Arrivé en Belgique avec le breakdance, l’Irlandais (né à Newry en 1989) a trouvé à Bruxelles un terreau international où il a pris racine. Après un parcours de fonctionnaire de 3 ans et demi à la Ville de Bruxelles, il a créé la startup Shayp dont la technologie antifuite d’eau déborde hors de nos frontières.

- Vous avez vécu dans un village irlandais, Black Rock, où vous habitiez à 100 mètres de la mer... Pourquoi avoir rejoint Bruxelles?

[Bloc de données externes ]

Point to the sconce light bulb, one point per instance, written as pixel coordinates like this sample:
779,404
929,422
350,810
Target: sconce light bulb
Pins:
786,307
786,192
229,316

Alexandre McCormack: «Je suis franco-irlandais. Je suis né en Irlande, où j’ai habité, puis je me suis établi un peu en France, mais je voulais découvrir d’autres lieux. Pourquoi pas la Belgique? Vous y croisez tant de nationalités différentes que vous avez aussitôt l’impression d’être chez vous. L’accueil est chaleureux et la culture est très présente. J’ai toujours eu un pied dans l’art et l’autre dans les sciences. J’ai fait beaucoup d’arts plastiques et de danse, comme danseur et professeur, jusqu’à aujourd’hui. Ensuite, vient le volet scientifique et les mathématiques, une autre matière de prédilection! J’étais attiré par l’architecture mais je redoutais que cette discipline m’éloigne de ma fibre scientifique. C’est alors que j’ai découvert le cursus Bruface d’Ingénieur civil Architecte! Je l’ai entamé en 2008. Rien que le nom Université libre de Bruxelles me plaisait énormément (sourire).»

- À votre sortie de l’École, en 2013, vous allez entamer une carrière de fonctionnaire à la Ville de Bruxelles. Une vie assez rangée, pour un profil comme le vôtre, non?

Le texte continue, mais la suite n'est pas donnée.